George Soros, former Nazi collaborator, has been at war against America and the forces of good for decades. Speaking of his days as a Nazi collaborator confiscating the property of Jews, he said, “they were the happiest days of my life.”
Now he is using the hard-Left hate group Southern Poverty Law Center to step up his defamation and demonization of lovers of freedom. Not only is the SPLC leading this initiative; it is also leading a “Coalition Against Hate.” For years, Muslim activists have faked hate crimes to claim victimhood status and get the perks that come with it. We saw leftist groups do the same thing to try to discredit Trump right after the election. Now, because of this initiative, we will see much more of that.
After the election of Donald Trump, liberal groups are banding together to document hate crimes. At least ones that impact liberal victim groups. ProPublica, a left-wing nonprofit media outlet funded by George Soros, just launched a brand new project called “Documenting Hate.” The website purports to “build authoritative data on hate crimes and bias incidents,” but none of the 21 partner organizations are conservative. Instead, the partner groups the Southern Poverty Law Center (SPLC), Univision, and BuzzFeed, which are overtly hostile to conservatives.
The SPLC not only reportedly inspired a hate crime against Family Research Council in 2013, it also published a bogus “hate crime” study after Donald Trump’s election that ignored at least 2,000 attacks against white students.

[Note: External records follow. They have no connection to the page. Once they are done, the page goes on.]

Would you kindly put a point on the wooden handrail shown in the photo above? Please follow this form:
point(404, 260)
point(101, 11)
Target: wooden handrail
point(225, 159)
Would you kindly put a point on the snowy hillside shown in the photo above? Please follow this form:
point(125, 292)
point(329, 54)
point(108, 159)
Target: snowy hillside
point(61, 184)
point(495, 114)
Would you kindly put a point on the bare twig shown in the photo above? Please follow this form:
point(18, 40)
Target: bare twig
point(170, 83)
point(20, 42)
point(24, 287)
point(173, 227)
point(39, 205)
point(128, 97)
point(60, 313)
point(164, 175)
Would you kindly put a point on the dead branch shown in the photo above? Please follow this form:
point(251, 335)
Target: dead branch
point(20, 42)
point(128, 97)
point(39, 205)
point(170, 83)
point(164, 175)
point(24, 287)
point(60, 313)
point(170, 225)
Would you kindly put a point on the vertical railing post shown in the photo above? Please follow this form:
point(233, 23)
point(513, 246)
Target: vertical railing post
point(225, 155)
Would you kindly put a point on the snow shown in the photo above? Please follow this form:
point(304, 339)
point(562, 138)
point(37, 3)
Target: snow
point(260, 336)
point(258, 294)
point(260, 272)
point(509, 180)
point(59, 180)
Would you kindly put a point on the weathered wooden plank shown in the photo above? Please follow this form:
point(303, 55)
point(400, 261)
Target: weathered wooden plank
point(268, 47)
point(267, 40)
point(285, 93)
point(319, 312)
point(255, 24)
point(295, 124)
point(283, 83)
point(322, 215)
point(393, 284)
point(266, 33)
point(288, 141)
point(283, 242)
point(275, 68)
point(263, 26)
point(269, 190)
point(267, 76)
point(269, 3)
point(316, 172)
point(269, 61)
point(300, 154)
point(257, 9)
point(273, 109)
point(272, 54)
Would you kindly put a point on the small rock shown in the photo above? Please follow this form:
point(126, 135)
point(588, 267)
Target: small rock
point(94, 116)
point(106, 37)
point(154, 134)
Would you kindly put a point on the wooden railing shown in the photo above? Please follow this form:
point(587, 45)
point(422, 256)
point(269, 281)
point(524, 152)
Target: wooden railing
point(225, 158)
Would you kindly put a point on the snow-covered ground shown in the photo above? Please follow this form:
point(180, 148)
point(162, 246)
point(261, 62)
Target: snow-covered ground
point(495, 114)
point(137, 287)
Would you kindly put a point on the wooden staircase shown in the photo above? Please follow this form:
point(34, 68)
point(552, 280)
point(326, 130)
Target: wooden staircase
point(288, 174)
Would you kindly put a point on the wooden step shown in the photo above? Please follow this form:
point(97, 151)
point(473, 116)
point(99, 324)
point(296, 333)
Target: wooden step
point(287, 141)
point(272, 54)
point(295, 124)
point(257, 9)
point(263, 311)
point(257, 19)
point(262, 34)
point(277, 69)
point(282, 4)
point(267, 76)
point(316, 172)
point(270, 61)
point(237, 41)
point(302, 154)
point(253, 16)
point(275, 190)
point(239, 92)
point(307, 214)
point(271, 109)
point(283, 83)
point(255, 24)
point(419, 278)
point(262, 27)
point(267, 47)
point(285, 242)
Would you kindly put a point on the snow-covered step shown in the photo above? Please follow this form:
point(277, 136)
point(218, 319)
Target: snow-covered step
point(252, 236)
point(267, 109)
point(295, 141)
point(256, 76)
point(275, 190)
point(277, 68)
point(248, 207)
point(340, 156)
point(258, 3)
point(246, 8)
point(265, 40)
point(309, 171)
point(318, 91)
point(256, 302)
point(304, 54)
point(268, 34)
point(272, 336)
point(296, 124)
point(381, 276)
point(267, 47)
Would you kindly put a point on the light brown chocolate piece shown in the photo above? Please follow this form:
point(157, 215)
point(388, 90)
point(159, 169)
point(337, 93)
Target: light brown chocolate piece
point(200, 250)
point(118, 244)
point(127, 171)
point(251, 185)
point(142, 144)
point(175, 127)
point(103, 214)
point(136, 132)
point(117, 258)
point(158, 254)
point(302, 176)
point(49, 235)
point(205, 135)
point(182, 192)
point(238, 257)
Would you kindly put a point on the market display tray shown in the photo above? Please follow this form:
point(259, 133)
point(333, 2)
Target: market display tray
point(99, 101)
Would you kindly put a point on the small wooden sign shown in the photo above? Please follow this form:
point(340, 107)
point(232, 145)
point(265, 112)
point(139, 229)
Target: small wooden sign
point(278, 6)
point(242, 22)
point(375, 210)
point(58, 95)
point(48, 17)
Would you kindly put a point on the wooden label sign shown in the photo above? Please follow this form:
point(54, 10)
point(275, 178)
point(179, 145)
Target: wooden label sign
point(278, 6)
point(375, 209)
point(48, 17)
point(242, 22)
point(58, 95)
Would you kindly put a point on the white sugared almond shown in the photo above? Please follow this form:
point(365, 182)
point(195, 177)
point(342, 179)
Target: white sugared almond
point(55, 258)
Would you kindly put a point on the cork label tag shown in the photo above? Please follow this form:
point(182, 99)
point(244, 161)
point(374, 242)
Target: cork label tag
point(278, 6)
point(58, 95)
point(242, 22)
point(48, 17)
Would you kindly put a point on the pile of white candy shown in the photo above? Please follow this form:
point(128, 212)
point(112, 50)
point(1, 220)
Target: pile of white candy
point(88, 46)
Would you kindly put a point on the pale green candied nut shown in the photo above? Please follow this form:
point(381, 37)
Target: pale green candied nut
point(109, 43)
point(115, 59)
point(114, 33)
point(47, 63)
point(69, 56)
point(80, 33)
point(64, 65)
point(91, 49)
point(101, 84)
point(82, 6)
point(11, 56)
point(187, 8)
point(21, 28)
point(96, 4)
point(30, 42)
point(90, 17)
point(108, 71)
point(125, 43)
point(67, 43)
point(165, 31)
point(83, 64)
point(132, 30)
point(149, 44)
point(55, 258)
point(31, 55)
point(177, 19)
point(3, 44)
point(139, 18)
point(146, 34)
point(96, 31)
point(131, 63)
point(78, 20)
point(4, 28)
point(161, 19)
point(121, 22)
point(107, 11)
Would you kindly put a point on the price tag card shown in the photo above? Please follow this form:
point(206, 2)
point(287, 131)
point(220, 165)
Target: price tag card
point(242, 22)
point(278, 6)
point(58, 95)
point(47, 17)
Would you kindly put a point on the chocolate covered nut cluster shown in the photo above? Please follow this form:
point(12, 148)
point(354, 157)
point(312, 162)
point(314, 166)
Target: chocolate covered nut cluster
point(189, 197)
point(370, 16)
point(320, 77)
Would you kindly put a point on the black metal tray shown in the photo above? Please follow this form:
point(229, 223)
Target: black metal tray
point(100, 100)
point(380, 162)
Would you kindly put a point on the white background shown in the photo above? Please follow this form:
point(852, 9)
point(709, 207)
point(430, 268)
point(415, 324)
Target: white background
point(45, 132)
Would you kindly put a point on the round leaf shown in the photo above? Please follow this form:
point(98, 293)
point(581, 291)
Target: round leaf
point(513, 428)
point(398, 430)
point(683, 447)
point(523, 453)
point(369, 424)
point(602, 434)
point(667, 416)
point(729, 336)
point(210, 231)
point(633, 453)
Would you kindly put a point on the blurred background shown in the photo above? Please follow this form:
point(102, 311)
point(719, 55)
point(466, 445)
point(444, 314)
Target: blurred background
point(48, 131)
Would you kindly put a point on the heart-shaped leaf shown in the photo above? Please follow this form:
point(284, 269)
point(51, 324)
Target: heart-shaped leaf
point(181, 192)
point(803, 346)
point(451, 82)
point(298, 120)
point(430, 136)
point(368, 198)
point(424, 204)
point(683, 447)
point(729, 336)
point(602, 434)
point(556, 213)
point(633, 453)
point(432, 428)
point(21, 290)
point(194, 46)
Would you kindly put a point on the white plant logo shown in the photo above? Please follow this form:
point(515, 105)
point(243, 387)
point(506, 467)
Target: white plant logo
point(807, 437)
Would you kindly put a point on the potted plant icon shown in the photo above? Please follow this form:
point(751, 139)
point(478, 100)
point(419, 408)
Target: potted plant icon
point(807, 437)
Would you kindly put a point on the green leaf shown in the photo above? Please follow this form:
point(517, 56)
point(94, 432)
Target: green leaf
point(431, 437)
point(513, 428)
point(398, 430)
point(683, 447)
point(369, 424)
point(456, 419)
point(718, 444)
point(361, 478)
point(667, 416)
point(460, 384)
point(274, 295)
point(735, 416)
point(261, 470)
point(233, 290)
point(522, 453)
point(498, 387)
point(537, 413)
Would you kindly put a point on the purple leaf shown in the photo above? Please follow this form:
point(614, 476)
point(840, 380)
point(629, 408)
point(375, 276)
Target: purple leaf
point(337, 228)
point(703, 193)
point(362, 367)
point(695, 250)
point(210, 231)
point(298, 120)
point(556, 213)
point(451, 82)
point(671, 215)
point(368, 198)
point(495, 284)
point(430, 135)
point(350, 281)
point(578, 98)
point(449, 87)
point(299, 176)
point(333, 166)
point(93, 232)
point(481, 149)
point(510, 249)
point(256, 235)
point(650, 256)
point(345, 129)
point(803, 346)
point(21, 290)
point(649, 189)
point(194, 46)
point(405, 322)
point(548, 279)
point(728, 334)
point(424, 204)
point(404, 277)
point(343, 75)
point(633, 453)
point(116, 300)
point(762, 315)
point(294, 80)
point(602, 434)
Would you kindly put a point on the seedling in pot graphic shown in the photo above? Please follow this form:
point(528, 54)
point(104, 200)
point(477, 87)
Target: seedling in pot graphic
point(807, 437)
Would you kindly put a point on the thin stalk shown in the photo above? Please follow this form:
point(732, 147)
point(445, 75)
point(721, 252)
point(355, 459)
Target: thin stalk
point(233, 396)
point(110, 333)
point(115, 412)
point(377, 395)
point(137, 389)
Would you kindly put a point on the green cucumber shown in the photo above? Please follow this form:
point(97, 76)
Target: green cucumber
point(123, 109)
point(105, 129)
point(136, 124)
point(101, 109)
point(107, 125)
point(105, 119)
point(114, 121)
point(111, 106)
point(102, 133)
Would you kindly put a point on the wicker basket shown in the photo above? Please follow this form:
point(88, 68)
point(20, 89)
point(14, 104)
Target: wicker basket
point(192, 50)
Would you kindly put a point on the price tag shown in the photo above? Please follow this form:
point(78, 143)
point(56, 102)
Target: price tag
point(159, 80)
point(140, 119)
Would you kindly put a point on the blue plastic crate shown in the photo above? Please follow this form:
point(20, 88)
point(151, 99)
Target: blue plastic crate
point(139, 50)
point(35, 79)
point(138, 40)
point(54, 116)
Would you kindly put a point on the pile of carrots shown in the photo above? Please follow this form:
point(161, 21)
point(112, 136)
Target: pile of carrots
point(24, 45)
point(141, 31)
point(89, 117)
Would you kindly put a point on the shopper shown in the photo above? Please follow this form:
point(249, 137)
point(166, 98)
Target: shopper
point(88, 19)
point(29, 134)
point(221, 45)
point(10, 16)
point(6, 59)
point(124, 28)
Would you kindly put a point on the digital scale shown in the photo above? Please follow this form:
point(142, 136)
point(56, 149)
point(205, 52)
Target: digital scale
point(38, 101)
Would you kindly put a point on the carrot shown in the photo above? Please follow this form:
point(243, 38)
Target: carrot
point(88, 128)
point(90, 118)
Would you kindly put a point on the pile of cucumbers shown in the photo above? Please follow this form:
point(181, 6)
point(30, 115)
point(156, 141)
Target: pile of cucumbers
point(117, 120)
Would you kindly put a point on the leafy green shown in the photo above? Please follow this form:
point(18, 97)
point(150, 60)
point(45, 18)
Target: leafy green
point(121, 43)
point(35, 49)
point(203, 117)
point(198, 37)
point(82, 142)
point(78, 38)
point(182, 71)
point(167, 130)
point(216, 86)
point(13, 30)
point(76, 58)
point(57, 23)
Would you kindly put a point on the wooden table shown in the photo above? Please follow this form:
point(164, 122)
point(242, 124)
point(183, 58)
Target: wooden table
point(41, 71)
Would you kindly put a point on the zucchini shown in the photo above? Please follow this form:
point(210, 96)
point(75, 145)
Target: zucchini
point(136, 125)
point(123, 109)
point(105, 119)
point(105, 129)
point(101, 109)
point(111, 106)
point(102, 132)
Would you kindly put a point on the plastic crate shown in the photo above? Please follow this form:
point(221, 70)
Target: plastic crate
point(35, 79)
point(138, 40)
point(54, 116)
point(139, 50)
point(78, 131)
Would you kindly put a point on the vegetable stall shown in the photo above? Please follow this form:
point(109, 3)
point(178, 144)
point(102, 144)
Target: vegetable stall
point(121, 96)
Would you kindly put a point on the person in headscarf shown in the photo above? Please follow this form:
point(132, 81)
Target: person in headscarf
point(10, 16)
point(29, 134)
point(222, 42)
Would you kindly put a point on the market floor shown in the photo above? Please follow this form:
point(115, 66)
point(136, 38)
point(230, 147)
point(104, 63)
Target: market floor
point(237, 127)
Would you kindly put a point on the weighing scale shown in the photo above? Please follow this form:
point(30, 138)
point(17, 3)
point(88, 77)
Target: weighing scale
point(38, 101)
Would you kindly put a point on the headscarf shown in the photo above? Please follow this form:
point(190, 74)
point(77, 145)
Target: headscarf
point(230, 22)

Univision’s election response was similarly biased. The week before the presidential election, Univision aired a documentary called “Hate Rising,” designed to show that Trump represented a racist, hate-driven threat to the Latino and immigrant population of the U.S. Haim Saban, Univision’s chairman, was a large donor to the Clinton Foundation and the Clinton campaign.
BuzzFeed showed it knows all about hate in December 2016 when it attacked Christian HGTV stars for attending a church that supported traditional marriage. BuzzFeed openly takes a liberal stance on many things including LGBT issues, policing, Islam, and racism. It’s latest scandal — publishing an unverified dossier involving Trump — showed BuzzFeed does not respect journalism ethics.
Yet these are just some of the groups handling future Documenting Hate data. Other media partners include The Root (owned by Univision), New America Media, The New York Times Opinion Section, and WNYC.
Documenting Hate prominently displays a “Tell My Story” form, asking victims or witnesses to self-report “hate” incidents. The project then plans to use the collected data to create “real-time alerts” and “tip sheets” for journalists.
“If you have have been attacked for your race, ethnicity, gender, sexual orientation, trans status, disability, or religion, tell us about it by filling in the form below,” BuzzFeed urged on Jan. 17.
“We are going to use data analysis, social media, and ambitious investigative storytelling to build a better picture of what’s going on,” Documenting Hate tweeted the same day.
4/We are going to use data analysis, social media, and ambitious investigative storytelling to build a better picture of what’s going on.
— Documenting Hate (@DocumentHate) January 17, 2017
But ProPublica’s coverage of so called “hate crimes” has so far been one-sided. After the 2016 Presidential Election, ProPublica credited Trump with increasing web traffic on white supremacist websites without considering whether the traffic came from supporters or critics. ProPublica also cited the Southern Poverty Law Center’s bogus hate crime tracking.
Documenting Hate did not respond to MRC’s request for donor information.
However, ProPublica itself has received funding from numerous liberal foundations, including George Soros’ Open Society Foundation, the Ford Foundation, the Knight Foundation, the Marisla Foundation, and others.
Interestingly, Soros’ Open Society Foundation (OSF) announced at the beginning of January that it would be launching a $10 million anti-hate program in 2017. OSF cited the same Southern Poverty Law Center statistics as ProPublica, and even specifically mentioned “documenting hate incidents through a public, searchable database” that was to launch in late January.
The website “is intended to be the go-to resource for reporters, federal and state agencies, and civil society actors who want to learn about trends and pursue ways to address the problem,” OSF elaborated. However, there is no new information on either the OSF website, or the Documenting Hate website to show these programs are one in the same, despite Documenting Hate launching just 12 days after OSF’s announcement.